It’s usually easier to get someone to do something with kindness and warm smile than it is by force and shouting. And so the wind learnt his lesson.

The End

Not a particularly remarkable parable, although a very succinct and appropriate one for a lot of human behaviour. What I found interesting is the reaction children have to stories like this even today. You would think simple tales of archetypal creatures and symbols, which add meaning to the world around them, would not hold as much of a sway over kids in the age of the internet, computer graphics, and video games, but they do. We adults take well to these tales too, if we let ourselves be taken, but somewhere along the way we get cynical and begin to believe morals and lessons are only for the young and the naive.

Why is it then that the old stories are still told and listened too? Because they mean something, and as much as we like to shun meaning as adults, deep down it is in our human nature to search for pattern and meaning in everything we experience. There isn’t a scarier thought than that all of this, existence itself, means nothing, has no greater purpose.

It is unfortunate that with time morals have gained a bad reputation. So caught up are we an the apparent randomness of the universe, and the immorality of life, that we have begun to shun the very idea of morals, and even of right and wrong. Right and wrong in their most basic sense have become politically incorrect concepts. A dangerous and ultimately fruitless mode of thought, but a natural reaction in a world caught between living by dogma out of habit, but unwilling to accept that it does. Morals and dogma are not the same thing.

As I was writing this, I looked around for illustrations to go with the piece, and found the images that are now at the top of this article. Miraculously they described the story I had remembered. These exquisite pictures were done by Milo Winter for a 1919 edition of The Aesop for Children. I read this story as a metaphor for a point in some forgotten non-fiction book, but it would seem it was one of Aesops Fables all along, originally called The North Wind and The Sun.

I tracked down the originally brief tale, as written in the Greek version, and many details were different from the way I have told it above. But while the specifics were different, the spirit was the same. I had simply sculpted the tale based on my experiences and interpretations, as had the author of the book I had read it in. That is the wonder of stories. They change with each telling, the nuances moulded anew by the storyteller for every new occasion.

The told story has a magic of its own, and it teaches children so many subtleties of life beyond what it contains. Interpretation, metaphor, to seek meaning in the chaos, all these things children learn by listening to stories, and from the lessons learnt they grow into adults to tell the stories again.

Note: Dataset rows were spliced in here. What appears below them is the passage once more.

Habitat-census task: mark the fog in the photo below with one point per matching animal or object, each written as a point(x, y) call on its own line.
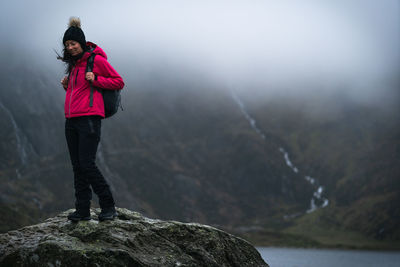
point(253, 46)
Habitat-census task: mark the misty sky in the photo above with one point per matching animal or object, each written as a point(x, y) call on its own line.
point(267, 43)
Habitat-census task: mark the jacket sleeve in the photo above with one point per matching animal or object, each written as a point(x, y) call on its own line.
point(107, 77)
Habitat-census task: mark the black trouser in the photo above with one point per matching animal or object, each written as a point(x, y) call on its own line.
point(83, 136)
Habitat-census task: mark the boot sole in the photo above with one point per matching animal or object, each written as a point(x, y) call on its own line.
point(80, 219)
point(108, 218)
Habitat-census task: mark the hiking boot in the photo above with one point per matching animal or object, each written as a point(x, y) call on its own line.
point(107, 214)
point(77, 216)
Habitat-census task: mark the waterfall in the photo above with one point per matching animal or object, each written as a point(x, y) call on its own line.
point(317, 195)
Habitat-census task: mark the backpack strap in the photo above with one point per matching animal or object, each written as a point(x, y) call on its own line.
point(89, 68)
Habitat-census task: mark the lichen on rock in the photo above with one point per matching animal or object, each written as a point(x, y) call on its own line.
point(129, 240)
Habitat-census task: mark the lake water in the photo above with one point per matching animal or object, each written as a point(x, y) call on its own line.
point(296, 257)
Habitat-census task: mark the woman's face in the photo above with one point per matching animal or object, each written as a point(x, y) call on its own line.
point(73, 47)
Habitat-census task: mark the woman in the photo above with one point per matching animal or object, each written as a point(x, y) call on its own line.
point(83, 121)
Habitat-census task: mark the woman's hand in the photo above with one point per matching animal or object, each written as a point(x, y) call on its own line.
point(89, 76)
point(64, 82)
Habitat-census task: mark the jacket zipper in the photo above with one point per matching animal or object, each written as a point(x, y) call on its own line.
point(72, 90)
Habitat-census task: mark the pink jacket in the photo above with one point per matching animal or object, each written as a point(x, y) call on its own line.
point(78, 91)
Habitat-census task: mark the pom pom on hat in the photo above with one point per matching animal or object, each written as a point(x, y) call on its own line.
point(74, 22)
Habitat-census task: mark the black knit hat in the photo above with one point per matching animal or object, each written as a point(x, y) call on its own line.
point(74, 32)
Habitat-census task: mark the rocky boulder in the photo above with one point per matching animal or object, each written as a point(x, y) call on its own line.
point(129, 240)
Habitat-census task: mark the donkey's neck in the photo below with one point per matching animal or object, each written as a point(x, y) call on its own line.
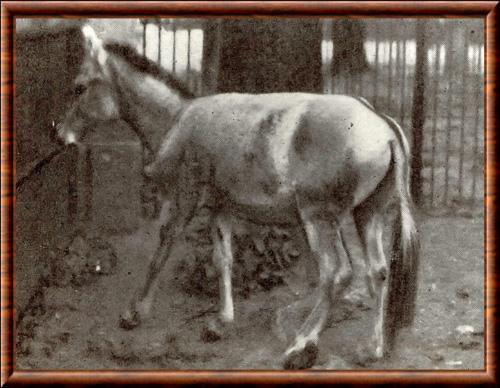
point(150, 106)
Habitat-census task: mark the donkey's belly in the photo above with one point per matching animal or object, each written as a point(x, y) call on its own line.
point(277, 213)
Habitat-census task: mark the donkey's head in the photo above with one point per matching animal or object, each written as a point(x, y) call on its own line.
point(95, 98)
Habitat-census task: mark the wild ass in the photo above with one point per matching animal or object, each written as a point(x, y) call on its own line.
point(289, 158)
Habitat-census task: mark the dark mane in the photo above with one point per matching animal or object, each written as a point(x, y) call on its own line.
point(145, 65)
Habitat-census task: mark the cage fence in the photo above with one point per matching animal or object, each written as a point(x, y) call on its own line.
point(453, 105)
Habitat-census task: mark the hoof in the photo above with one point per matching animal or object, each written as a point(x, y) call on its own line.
point(129, 320)
point(214, 330)
point(302, 359)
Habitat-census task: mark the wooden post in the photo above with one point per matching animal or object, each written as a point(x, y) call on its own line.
point(418, 113)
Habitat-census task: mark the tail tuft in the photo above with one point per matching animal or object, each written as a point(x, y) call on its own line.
point(404, 267)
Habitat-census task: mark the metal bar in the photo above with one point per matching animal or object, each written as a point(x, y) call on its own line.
point(476, 129)
point(462, 128)
point(173, 47)
point(435, 103)
point(403, 86)
point(398, 64)
point(389, 79)
point(144, 24)
point(375, 73)
point(449, 91)
point(188, 66)
point(159, 43)
point(418, 111)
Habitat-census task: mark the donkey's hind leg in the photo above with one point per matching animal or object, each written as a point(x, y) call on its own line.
point(223, 263)
point(323, 242)
point(181, 212)
point(369, 221)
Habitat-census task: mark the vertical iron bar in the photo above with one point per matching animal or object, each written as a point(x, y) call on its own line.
point(375, 73)
point(159, 42)
point(398, 67)
point(188, 65)
point(403, 85)
point(144, 37)
point(418, 112)
point(476, 124)
point(173, 46)
point(462, 128)
point(449, 91)
point(389, 79)
point(435, 103)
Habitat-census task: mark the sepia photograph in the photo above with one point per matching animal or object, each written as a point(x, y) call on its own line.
point(249, 193)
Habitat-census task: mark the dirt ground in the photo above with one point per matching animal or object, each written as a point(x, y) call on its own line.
point(76, 326)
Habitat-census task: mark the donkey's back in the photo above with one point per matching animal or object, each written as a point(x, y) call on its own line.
point(263, 148)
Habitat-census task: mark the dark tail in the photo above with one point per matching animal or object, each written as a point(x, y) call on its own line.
point(403, 274)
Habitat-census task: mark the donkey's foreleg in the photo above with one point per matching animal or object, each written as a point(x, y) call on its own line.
point(140, 305)
point(181, 212)
point(322, 239)
point(223, 262)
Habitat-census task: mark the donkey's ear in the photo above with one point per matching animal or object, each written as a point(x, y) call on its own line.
point(93, 45)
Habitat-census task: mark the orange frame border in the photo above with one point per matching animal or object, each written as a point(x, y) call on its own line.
point(488, 10)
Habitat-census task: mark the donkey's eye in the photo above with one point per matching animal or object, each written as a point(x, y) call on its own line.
point(80, 89)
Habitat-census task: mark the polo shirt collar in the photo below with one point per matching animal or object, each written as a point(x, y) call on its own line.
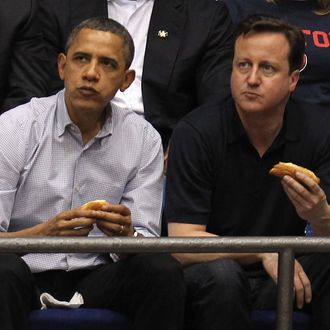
point(292, 122)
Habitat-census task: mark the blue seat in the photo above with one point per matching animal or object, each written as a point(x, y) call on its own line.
point(77, 319)
point(104, 319)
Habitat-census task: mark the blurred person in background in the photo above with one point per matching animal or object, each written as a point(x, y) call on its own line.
point(22, 65)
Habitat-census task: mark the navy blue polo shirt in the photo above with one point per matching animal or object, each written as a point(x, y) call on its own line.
point(217, 178)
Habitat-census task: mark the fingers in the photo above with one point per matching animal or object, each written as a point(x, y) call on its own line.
point(302, 190)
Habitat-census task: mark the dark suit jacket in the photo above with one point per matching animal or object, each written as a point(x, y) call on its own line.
point(22, 70)
point(181, 71)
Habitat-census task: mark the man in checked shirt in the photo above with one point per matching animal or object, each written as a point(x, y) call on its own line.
point(71, 148)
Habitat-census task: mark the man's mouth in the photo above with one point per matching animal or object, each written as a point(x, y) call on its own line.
point(87, 91)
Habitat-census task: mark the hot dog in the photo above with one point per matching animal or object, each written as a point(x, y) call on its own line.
point(282, 169)
point(94, 205)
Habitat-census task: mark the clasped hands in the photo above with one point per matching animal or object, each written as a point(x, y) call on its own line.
point(112, 220)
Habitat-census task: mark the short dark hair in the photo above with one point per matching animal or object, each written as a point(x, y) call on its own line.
point(268, 23)
point(106, 25)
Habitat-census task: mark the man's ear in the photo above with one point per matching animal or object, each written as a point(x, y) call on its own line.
point(61, 61)
point(294, 77)
point(129, 78)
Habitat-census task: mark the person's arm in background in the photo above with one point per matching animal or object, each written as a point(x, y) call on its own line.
point(214, 68)
point(52, 31)
point(27, 72)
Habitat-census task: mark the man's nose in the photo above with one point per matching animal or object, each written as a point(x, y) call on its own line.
point(91, 71)
point(253, 77)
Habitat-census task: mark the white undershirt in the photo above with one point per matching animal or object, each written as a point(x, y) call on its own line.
point(135, 16)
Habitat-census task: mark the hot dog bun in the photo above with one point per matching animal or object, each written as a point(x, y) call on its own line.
point(282, 169)
point(94, 205)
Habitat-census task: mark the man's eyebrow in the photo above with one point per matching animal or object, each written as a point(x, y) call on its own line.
point(81, 54)
point(110, 59)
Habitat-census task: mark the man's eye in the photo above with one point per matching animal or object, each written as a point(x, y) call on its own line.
point(244, 66)
point(80, 58)
point(268, 68)
point(109, 63)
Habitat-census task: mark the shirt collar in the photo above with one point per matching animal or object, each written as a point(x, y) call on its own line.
point(63, 119)
point(290, 131)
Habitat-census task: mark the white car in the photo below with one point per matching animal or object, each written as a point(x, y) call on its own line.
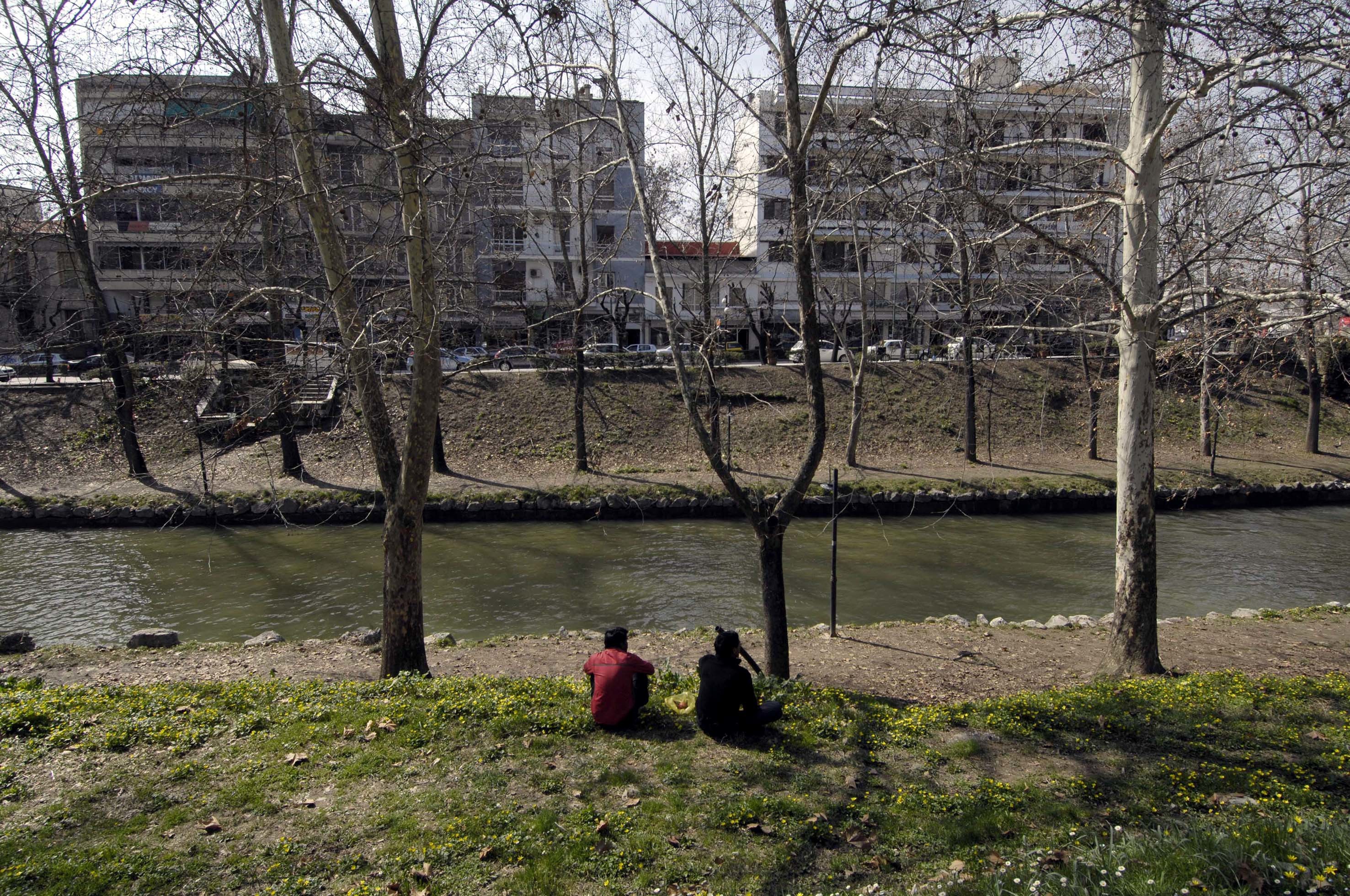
point(887, 350)
point(829, 351)
point(981, 349)
point(603, 354)
point(448, 363)
point(211, 361)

So it is that stories live forever, and so it is that the core of humanity survives, not through our technologies, and our histories, and our philosophies, but through our stories.

While it has become easy to allow the various recorded and live entertainment media to take over the education of our children’s imaginations, I urge that you do so with a healthy dose of scepticism. Don’t steal the right of being told a story from your children. For what more are any of us than the tamed beasts that settled down around the evening fire and learnt to tell a tale?